Verbalized Sampling

Verbalized Sampling is a training-free prompting technique for recovering diverse outputs from an aligned language model without changing the model weights. Its core claim is that many aligned models still retain diverse latent knowledge, but standard decoding repeatedly selects the same familiar answer.

The Problem It Addresses

Aligned models often exhibit mode collapse: they converge on a narrow band of familiar, high-likelihood responses even when many valid and more creative alternatives exist.

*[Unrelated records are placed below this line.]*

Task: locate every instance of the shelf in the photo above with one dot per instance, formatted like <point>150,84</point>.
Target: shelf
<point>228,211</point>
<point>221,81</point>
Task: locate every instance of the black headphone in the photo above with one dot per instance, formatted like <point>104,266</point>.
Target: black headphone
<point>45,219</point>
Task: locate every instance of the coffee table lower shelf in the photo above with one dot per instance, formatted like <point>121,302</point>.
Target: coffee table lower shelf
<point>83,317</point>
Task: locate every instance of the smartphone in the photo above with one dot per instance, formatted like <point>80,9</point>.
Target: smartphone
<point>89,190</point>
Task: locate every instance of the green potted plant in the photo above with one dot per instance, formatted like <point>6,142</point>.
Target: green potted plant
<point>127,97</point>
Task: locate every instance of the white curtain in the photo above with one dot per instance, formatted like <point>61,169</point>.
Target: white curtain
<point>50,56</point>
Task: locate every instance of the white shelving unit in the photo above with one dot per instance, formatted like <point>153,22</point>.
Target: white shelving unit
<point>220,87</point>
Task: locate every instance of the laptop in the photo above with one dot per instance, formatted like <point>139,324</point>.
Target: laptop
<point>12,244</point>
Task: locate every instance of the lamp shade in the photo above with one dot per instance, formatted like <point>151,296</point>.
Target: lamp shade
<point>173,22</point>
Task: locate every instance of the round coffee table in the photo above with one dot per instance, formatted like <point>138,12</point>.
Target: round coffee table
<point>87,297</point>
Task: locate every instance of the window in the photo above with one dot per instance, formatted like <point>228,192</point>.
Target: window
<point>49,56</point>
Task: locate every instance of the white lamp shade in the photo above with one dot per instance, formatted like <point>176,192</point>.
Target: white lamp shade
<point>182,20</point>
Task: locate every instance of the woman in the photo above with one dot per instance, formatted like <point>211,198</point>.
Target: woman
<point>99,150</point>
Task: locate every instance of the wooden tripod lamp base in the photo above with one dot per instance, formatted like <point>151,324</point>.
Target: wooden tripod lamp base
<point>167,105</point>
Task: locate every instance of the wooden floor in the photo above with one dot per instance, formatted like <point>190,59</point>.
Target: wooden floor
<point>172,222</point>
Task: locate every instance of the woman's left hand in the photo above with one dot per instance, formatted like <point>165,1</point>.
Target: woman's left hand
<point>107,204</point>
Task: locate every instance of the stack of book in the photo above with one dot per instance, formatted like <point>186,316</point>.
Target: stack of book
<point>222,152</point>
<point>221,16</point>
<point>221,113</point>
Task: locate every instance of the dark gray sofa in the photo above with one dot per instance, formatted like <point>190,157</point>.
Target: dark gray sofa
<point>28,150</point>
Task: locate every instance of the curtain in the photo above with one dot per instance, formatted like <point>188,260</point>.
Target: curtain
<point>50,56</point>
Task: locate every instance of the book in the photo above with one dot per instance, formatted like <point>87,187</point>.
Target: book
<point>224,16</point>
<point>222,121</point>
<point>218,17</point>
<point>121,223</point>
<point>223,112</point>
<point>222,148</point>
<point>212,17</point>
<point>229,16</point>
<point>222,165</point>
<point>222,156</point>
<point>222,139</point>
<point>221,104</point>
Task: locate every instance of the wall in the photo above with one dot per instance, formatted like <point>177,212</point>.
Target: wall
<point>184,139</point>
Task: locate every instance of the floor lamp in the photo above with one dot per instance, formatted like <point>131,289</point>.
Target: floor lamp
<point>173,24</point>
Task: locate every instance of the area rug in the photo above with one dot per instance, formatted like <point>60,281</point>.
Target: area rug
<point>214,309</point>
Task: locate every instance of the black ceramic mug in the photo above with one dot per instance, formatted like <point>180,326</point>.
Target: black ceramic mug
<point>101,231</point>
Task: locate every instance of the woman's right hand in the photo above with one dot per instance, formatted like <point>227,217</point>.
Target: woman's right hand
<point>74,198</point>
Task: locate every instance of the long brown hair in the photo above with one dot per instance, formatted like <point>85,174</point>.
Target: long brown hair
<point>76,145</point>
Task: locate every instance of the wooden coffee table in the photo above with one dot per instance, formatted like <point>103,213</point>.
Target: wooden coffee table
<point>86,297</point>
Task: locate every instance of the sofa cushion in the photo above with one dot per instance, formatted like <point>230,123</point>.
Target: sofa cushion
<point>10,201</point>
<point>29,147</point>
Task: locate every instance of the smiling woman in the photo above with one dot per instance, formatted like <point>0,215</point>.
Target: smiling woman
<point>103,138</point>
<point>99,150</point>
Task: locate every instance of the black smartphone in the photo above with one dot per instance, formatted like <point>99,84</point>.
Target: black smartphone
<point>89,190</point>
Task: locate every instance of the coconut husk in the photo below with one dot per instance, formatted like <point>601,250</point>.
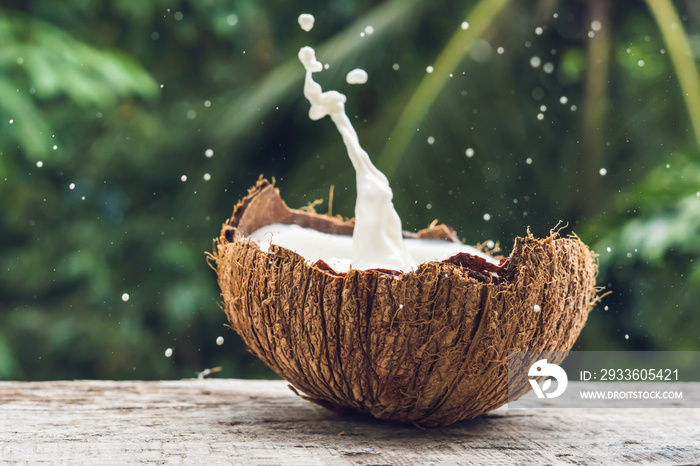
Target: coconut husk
<point>428,347</point>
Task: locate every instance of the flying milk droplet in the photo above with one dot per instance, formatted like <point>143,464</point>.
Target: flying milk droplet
<point>356,76</point>
<point>306,21</point>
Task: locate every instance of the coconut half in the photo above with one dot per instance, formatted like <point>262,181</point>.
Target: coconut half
<point>429,346</point>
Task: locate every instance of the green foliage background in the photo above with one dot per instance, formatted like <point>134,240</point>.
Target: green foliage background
<point>106,105</point>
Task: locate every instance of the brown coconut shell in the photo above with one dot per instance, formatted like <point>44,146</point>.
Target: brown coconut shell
<point>428,347</point>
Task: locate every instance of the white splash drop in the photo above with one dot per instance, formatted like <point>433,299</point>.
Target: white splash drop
<point>377,237</point>
<point>356,76</point>
<point>306,21</point>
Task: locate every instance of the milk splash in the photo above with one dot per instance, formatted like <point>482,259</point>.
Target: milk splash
<point>377,236</point>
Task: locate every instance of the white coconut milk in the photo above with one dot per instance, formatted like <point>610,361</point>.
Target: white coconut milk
<point>377,240</point>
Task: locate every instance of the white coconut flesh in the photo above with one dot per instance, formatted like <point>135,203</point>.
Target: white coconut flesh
<point>337,250</point>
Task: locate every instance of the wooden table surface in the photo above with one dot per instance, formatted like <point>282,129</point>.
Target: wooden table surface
<point>224,421</point>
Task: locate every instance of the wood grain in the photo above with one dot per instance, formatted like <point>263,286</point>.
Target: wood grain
<point>221,421</point>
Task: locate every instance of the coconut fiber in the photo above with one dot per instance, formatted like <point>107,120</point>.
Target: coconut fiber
<point>428,347</point>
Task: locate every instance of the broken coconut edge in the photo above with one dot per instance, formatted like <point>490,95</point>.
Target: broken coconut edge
<point>428,347</point>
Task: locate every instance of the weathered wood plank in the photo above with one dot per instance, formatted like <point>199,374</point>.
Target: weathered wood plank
<point>262,422</point>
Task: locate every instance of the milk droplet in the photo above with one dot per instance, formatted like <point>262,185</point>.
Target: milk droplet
<point>356,76</point>
<point>306,21</point>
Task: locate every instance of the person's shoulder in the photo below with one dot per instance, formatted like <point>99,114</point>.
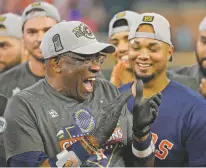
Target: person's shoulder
<point>125,87</point>
<point>188,81</point>
<point>105,86</point>
<point>13,71</point>
<point>185,94</point>
<point>33,92</point>
<point>185,70</point>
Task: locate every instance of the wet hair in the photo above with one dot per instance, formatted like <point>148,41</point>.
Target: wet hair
<point>33,10</point>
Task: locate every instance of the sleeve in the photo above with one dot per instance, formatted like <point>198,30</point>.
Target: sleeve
<point>21,134</point>
<point>138,153</point>
<point>196,137</point>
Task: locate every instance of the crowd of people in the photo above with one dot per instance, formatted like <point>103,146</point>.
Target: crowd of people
<point>58,110</point>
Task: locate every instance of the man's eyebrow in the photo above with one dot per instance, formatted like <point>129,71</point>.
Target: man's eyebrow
<point>154,44</point>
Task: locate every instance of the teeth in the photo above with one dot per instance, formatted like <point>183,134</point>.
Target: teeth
<point>124,57</point>
<point>93,79</point>
<point>144,65</point>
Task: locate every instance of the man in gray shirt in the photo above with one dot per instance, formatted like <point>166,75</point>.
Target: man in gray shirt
<point>11,45</point>
<point>37,18</point>
<point>73,118</point>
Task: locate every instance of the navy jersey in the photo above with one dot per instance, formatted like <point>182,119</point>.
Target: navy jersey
<point>179,132</point>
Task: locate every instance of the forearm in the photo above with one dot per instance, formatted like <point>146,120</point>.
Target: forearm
<point>74,155</point>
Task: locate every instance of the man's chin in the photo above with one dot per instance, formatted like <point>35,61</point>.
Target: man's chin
<point>145,78</point>
<point>39,57</point>
<point>126,64</point>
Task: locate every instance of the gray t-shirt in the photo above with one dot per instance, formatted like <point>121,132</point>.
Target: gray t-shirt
<point>16,79</point>
<point>41,119</point>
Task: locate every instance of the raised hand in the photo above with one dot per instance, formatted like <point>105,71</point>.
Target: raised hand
<point>145,111</point>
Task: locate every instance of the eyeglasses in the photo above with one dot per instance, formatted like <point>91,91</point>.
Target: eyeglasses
<point>98,58</point>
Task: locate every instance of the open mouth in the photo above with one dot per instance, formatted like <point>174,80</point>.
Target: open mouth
<point>144,65</point>
<point>89,84</point>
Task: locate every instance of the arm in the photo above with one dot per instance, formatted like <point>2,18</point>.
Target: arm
<point>144,113</point>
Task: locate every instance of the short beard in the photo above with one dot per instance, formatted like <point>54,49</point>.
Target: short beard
<point>200,61</point>
<point>145,79</point>
<point>38,59</point>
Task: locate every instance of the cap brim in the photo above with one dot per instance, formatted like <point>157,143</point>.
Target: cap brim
<point>95,47</point>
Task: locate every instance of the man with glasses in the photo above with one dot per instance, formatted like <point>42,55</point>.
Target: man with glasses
<point>73,118</point>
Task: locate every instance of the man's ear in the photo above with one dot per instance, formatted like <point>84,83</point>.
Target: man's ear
<point>56,64</point>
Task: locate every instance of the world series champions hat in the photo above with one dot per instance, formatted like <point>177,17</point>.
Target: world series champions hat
<point>10,24</point>
<point>73,36</point>
<point>42,9</point>
<point>160,25</point>
<point>128,16</point>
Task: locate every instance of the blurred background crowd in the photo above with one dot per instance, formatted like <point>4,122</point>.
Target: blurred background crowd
<point>183,15</point>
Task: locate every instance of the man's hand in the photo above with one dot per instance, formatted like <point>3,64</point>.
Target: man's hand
<point>145,111</point>
<point>108,117</point>
<point>203,88</point>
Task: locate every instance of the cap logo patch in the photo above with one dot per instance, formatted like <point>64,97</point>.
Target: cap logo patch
<point>120,15</point>
<point>36,4</point>
<point>148,18</point>
<point>57,43</point>
<point>2,18</point>
<point>83,30</point>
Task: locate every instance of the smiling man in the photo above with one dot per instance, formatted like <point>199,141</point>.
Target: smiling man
<point>73,118</point>
<point>179,131</point>
<point>37,18</point>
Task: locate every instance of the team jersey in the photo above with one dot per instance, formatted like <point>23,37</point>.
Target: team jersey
<point>179,131</point>
<point>16,79</point>
<point>42,119</point>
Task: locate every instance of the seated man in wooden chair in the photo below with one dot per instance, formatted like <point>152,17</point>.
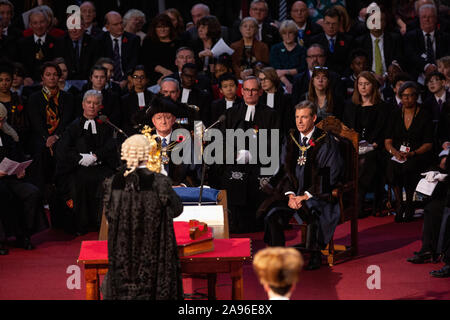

The crucial claim from the material processed in this workflow is that the collapse is not only an algorithmic defect. It is amplified by typicality bias in human preference data:

human raters reward fluent, familiar, easy-to-process answers
RLHF sharpens those preferences into default response modes
the model becomes safe and legible, but also generic

In this framing, alignment does not erase diversity. It suppresses access to it.

Semantic Meaning

Verbalized sampling matters because it changes the interpretation of "boring AI." The model is not necessarily empty, weak, or undertrained. It may instead be over-regularized toward recognizability.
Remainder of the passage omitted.